Выбрать главу

Филострату «Златые вирши» были, конечно, известны, и реминисценции из них встречаются в «Жизни Аполлония» сравнительно часто. Можно сказать, что этика Аполлония возводима к пифагорейской — она вполне нормативна (Аполлоний всегда знает, кто прав, кто виноват и как сделать лучше) и вполне прагматична (Аполлоний всегда высказывается в конкретных обстоятельствах, без соблюдения теоретической последовательности). Однако в этой бессистемности есть своя система, хотя и не умозрительная: отсутствие последовательной теории заменяется последовательным вмешательством мудреца, живущего по своим особенным законам, в дела частные и общественные. Идеальный мудрец не столько проповедует свое (пусть наилучшее) учение, как то делают обычные философы, сколько, подобно божеству, беспристрастно наблюдает за всеми человеческими делами, своевременно корректируя словом или чудом все отступления от социальной гармонии.

Аполлоний у Филострата помогает евбейским изгнанникам, исправляет в соответствии с древними уставами спартанские законы, учит жрецов правильно служить богам, исцеляет ефесян от чумы, изобличает невежественного богача, но помогает разбогатеть бедному кладоискателю, утешает заключенных в темнице, содействует Виндексу против Нерона, Веспасиану против Вителлия и Нерве против Домициана, оживляет безвременно умершую девицу, излечивает укушенного бешеным псом юношу, а заодно и пса, учит флейтиста играть на флейте, спасает Мениппа от упыря, знает, который корабль потонет, помогает царям судить подданных, — чтобы все перечислить, нужно пересказать всю книгу, но даже перечисленных случаев достаточно, чтобы видеть основной принцип всех предприятий Аполлония — их практическую уместность.

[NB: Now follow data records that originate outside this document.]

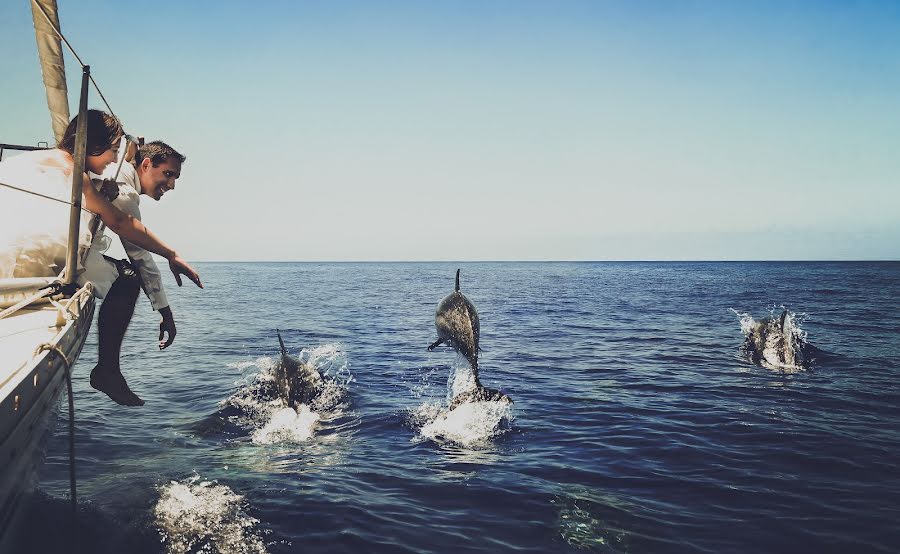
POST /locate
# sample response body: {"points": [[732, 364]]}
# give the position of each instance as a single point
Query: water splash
{"points": [[471, 424], [258, 408], [288, 425], [194, 515], [769, 357]]}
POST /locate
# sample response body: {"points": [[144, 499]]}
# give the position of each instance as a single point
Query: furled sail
{"points": [[52, 66]]}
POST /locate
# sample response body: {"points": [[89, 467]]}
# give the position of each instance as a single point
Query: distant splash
{"points": [[287, 425], [267, 417], [792, 325], [194, 515], [471, 424]]}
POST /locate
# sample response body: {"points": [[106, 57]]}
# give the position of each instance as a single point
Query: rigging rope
{"points": [[72, 50]]}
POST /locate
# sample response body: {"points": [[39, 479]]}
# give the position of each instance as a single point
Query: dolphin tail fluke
{"points": [[281, 342]]}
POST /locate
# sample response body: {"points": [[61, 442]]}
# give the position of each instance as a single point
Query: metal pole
{"points": [[77, 179]]}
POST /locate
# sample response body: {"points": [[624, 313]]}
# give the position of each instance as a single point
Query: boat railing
{"points": [[23, 148]]}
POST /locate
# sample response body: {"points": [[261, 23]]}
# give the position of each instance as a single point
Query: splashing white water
{"points": [[269, 417], [202, 516], [288, 425], [769, 357], [471, 424]]}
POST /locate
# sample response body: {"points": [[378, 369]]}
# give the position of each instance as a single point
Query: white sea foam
{"points": [[288, 425], [792, 328], [269, 418], [470, 424], [202, 516]]}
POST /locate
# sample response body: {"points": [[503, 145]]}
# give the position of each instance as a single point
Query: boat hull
{"points": [[28, 410]]}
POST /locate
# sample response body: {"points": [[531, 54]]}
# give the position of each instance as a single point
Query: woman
{"points": [[104, 133], [32, 235]]}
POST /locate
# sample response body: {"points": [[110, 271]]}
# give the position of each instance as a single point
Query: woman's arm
{"points": [[132, 230]]}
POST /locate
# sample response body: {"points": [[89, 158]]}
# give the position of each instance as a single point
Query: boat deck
{"points": [[20, 335]]}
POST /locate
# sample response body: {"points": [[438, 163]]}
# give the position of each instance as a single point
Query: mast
{"points": [[52, 66]]}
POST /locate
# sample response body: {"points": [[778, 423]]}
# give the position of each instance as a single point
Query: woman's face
{"points": [[98, 163]]}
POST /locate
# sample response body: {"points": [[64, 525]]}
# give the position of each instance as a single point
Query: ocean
{"points": [[638, 425]]}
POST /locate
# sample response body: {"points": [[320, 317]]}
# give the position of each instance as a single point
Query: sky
{"points": [[517, 130]]}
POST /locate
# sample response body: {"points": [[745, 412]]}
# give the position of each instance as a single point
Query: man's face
{"points": [[156, 181]]}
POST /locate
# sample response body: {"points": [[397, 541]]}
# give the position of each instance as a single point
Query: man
{"points": [[153, 172]]}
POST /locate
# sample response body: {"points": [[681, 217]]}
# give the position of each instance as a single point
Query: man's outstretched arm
{"points": [[134, 231]]}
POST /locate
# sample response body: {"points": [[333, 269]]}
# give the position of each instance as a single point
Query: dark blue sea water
{"points": [[637, 424]]}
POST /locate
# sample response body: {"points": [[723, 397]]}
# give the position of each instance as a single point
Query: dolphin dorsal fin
{"points": [[281, 342]]}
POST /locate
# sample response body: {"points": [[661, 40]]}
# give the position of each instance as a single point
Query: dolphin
{"points": [[296, 382], [456, 321], [777, 342]]}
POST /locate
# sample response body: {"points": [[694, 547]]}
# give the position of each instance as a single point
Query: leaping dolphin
{"points": [[777, 342], [456, 321], [297, 382]]}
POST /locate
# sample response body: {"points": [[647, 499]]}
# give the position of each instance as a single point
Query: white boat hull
{"points": [[29, 393]]}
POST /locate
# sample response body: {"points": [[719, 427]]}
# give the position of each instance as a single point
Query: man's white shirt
{"points": [[100, 271]]}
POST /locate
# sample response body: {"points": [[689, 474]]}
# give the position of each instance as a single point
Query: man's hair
{"points": [[103, 130], [158, 152]]}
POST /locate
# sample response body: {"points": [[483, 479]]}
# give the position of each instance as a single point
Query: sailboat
{"points": [[44, 319]]}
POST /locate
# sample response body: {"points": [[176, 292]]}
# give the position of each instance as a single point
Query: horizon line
{"points": [[862, 260]]}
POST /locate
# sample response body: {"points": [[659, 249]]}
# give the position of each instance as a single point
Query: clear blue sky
{"points": [[498, 130]]}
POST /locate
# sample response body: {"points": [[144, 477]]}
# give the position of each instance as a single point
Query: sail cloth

Это особенно заметно в его политической деятельности. Определенная политическая программа была столь же привычной частью традиционной философии, как программа этическая, но никакой политической теории у Аполлония нет. Исправляя спартанские порядки, он выступает как архаизатор, возвращая спартанское общество к «Ликурговым уставам» древней военной аристократии. Содействуя низвержению Нерона, он поддерживает военный мятеж, пользуясь привычными для римлян, но отнюдь не философскими методами борьбы за власть. Споря с Дионом и Евфратом о самодержавных планах Веспасиана, он отвергает аристократическую программу Диона и демократическую программу Евфрата как неуместные, прямо объявляя, что все их умозрительные рассуждения перед лицом свершившегося факта смешны, — и дает Веспасиану чисто практические советы, не гнушаясь помянуть и о деньгах. Но когда тот же Веспасиан ущемляет права греческих городов с их местным самоуправлением, Аполлоний сразу от него отворачивается и даже утверждает, что Нерон был для эллинов лучше. Наконец, говоря с Феспесионом о праведности и приводя примером Аристида, Аполлоний определяет правильное политическое поведение как умение достигнуть наикратчайшим путем наибольшего и конкретного блага — Аристида он хвалит не за его пресловутую неподкупность (это не добродетель, а только отсутствие порока), но за его умение поддержать взаимовыгодные отношения с афинскими союзниками. Все это вполне соответствует главной заповеди «Златых виршей»: «— (24) Теперь скажу то, что всего важнее: (25) да не склонит тебя никто ни словом, ни делом, (26) сделать или сказать что-нибудь тебе не на пользу! (27) Прежде чем делать, поразмысли, как бы не вышла глупость, (28) ибо малодушный в делах и речах безрассуден, (29) а надобно действовать так, чтобы после не причитать».